Yeah, I think that was very powerful. And I’ve left positions before, you know, and transitioned, you know, being in medicine, you know, this long, that’s, that’s normal. But I can tell you that when I’ve told people this time, you know, hey, I’m leaving. And they and they say, oh, you know, where are you going?

And I tell them, there’s like this pregnant pause. And I’m gonna say like, it’s, it’s very different from any other experience I’ve had. And I think that there’s different, you know, who knows what other people’s thoughts really are, but, you know, kind of what I’m interpreting as I think, some people are surprised like, they never would expect to hear that from me.

I think, you know, there’s definitely some people that I know are disappointed with my decision. And I think other people kind of stop and say, “Well, gosh, you know, I kind of been thinking about this, like, you know, how did you like it, how did you become brave enough to actually do it? You know, what did that look like?”

But it’s definitely something I’ve noticed, this time with these pregnant pauses, you know, when I told people and of course, you know, I would say, the vast, vast majority of people are very supportive. But, you know, there are some, you know, people that are disappointed in my decision, yes. And I’ve had to really look at that and say, well, they’re not disappointed in me. They’re disappointed in my decision. And I think that’s, that’s, you know, going to be part of any transition.
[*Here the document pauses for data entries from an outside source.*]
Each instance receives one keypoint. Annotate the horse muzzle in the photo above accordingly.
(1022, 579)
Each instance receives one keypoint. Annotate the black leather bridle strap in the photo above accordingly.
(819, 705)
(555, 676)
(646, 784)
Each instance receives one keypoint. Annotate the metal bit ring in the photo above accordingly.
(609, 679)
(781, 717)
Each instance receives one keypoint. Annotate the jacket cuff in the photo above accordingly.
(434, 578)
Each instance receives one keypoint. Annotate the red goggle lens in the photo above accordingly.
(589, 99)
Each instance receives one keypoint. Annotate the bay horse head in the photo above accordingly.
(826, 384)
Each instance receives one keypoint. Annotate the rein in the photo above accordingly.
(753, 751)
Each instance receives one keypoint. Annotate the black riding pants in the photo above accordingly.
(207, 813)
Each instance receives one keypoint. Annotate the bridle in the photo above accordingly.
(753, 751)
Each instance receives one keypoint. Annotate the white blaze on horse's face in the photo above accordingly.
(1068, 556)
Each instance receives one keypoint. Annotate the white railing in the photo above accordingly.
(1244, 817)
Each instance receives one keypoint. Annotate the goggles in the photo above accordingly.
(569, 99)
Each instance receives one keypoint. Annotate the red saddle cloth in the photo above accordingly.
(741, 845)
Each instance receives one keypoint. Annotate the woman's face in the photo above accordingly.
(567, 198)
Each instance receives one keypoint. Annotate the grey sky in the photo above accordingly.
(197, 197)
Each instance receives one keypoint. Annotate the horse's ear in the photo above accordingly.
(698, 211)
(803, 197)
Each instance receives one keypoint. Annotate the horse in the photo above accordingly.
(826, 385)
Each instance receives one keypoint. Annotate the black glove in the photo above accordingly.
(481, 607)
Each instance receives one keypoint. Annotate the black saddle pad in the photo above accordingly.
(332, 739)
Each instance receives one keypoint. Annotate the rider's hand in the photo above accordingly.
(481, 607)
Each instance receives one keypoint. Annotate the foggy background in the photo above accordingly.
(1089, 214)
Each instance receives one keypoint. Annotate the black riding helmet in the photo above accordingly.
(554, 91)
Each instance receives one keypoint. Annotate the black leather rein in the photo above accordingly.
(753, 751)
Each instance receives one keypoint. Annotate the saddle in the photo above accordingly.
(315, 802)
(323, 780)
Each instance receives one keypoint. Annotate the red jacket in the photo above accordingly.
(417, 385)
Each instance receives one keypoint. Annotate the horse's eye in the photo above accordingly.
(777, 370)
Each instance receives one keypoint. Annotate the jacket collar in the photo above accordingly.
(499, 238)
I think that’s right. I can remember quite vividly when I took my first role in medical affairs in, in the pharmaceutical industry that my, you know, had been in academics for a very long time. And, and good at it, you know, and having a good amount of success and my partners and my boss and my mentors, I think surprised, as you said, was very common people just sort of didn’t see it coming.

In the end, they didn’t understand. They just didn’t understand. But I think as we all say, in medicine, that we’re lifelong learners, right, and I wanted to learn something different. I wanted to just do something that was a little bit different.

And I don’t know, I guess, because a lot of people really do actually like to be in their comfort zone, maybe learning little new things along the way. I think it was surprising to people that I wanted to do something so different. And I do think some people were confused, and some people were supportive.

And I don’t think actually anybody was overtly not supportive. I just don’t know what their internal dialogue was, you know? Yeah. I think people had it, they had a different vision of what my career would look like. But it certainly didn’t match up with mine. You know, people have said, “Oh, but you could have been chair.”

Well, I mean, that’s not actually really anything that I had ever aspired to, or would want to do. So it is interesting. What other people, how people react, and what they say. And I think that’s something that many of our colleagues, that’s probably not like that alone, is maybe not the only thing holding them back. But I think a considerable component is what will people think, or what will people say?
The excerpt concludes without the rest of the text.